In last week's Letters pages, Steve Smith, president of Universities UK, attacked the editor of Times Higher Education for accusing UUK of "hysteria and hyperbole" over the issue of impending cuts ("Stop with the gloom and doom", Leader, 17 June).

UUK's case would be more credible if it were clear what it is defending and why. If it is teaching, where was UUK when its member universities progressively worsened the staff-to-student ratio by 50 per cent while doubling or even trebling the size of seminar groups?

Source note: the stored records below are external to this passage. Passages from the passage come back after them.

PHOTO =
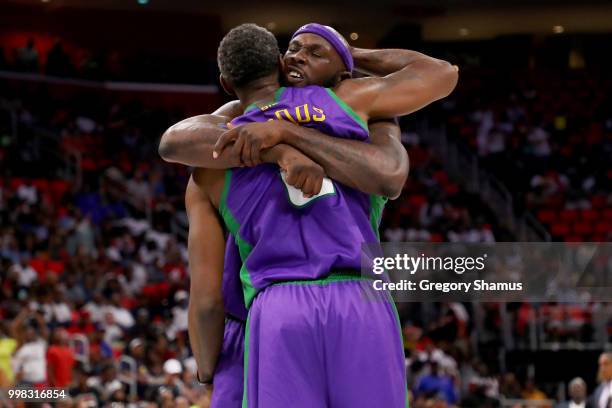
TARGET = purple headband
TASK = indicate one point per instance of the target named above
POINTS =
(333, 37)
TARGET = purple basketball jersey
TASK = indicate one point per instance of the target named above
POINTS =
(280, 235)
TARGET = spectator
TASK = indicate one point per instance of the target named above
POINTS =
(58, 62)
(602, 397)
(27, 57)
(24, 273)
(7, 348)
(532, 393)
(60, 360)
(29, 362)
(436, 384)
(578, 393)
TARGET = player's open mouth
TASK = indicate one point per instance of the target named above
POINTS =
(295, 75)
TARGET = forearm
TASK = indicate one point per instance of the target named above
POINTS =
(191, 141)
(384, 61)
(367, 167)
(206, 324)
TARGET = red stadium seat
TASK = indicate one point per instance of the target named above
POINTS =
(15, 183)
(603, 227)
(417, 200)
(569, 215)
(547, 216)
(582, 228)
(589, 215)
(598, 201)
(559, 229)
(435, 237)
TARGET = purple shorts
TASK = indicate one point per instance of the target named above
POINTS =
(334, 342)
(228, 382)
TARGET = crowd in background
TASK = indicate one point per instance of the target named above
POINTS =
(87, 265)
(61, 61)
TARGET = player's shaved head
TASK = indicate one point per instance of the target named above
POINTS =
(247, 52)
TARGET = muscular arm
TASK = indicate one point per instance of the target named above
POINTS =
(379, 167)
(206, 246)
(413, 81)
(190, 141)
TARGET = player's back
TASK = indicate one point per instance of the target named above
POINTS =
(281, 235)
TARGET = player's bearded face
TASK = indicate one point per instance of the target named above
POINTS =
(311, 60)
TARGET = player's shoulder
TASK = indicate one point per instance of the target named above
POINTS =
(205, 178)
(230, 110)
(354, 86)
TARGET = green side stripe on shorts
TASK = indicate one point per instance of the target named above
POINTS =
(377, 204)
(247, 335)
(243, 247)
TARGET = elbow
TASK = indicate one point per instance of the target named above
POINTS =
(207, 306)
(395, 180)
(167, 146)
(450, 77)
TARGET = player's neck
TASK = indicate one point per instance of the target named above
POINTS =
(259, 91)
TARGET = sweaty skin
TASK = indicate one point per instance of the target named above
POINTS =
(420, 81)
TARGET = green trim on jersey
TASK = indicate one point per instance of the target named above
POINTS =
(278, 93)
(254, 106)
(250, 108)
(347, 109)
(243, 247)
(377, 204)
(336, 275)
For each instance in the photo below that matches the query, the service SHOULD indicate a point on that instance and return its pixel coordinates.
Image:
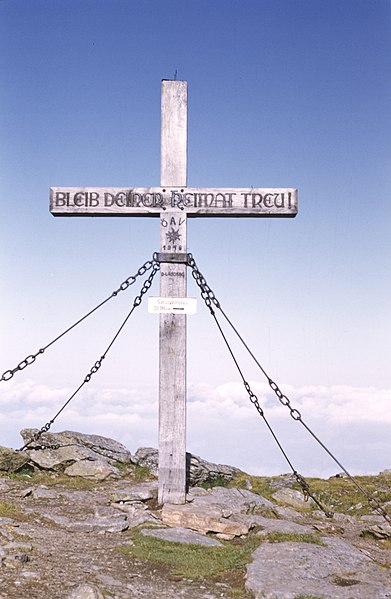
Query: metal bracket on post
(173, 258)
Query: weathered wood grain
(172, 332)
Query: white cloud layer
(223, 426)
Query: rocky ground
(64, 537)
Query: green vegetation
(335, 494)
(9, 510)
(193, 561)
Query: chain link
(206, 292)
(8, 374)
(209, 298)
(137, 301)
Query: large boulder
(198, 470)
(103, 447)
(11, 460)
(75, 454)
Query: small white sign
(172, 305)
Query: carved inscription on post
(154, 200)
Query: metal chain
(8, 374)
(137, 301)
(210, 299)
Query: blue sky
(282, 93)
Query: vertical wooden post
(172, 335)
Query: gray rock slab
(93, 469)
(135, 493)
(274, 525)
(103, 447)
(334, 571)
(11, 460)
(44, 493)
(180, 535)
(200, 470)
(93, 524)
(236, 500)
(54, 459)
(85, 591)
(292, 498)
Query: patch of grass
(335, 494)
(293, 537)
(141, 473)
(193, 561)
(342, 495)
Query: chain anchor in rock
(94, 369)
(209, 298)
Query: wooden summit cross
(173, 202)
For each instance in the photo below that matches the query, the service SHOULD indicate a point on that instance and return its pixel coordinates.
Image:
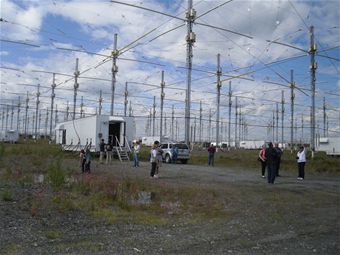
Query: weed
(55, 174)
(7, 195)
(53, 234)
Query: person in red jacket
(262, 158)
(211, 153)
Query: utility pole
(36, 113)
(282, 114)
(172, 123)
(7, 113)
(81, 107)
(190, 39)
(46, 123)
(26, 120)
(201, 121)
(229, 123)
(154, 116)
(100, 102)
(76, 86)
(162, 102)
(209, 129)
(219, 85)
(324, 117)
(292, 96)
(125, 99)
(18, 115)
(130, 109)
(12, 115)
(67, 111)
(52, 103)
(236, 122)
(313, 67)
(277, 122)
(114, 71)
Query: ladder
(122, 152)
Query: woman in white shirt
(301, 159)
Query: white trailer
(78, 133)
(331, 145)
(252, 145)
(9, 136)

Clearly, little, if any, of New Labour's largesse since 2000 or higher tuition fees in more recent years - to say nothing of the fees paid by international students - has gone anywhere near improving the "student experience" for undergraduates. Instead, much has been wasted on ever-expanding human resources/public relations/development offices - the admin bunker, not the chalk face.

Universities and science minister David Willetts is correct in proposing that if Lord Browne recommends tuition-fee hikes that manage to get through Parliament, universities should get the extra dosh only if they can show it will reach the lecture/seminar room.

The greatest challenge on this score will face the Russell Group institutions that have shamefully short-changed undergraduate teaching while pursuing the cash and kudos of research and the fee income of the taught-master's market: indeed, they have done so to such an extent that in many subjects no teaching at all occurs in the third term of each undergraduate year.

Perhaps it is time for two-year degrees ("Two years better than three", News, 24 June), and for UUK and the Quality Assurance Agency to notice the grim reality of undergraduate education in 2010.

David Palfreyman, Director, Oxford Centre for Higher Education Policy Studies, New College, Oxford.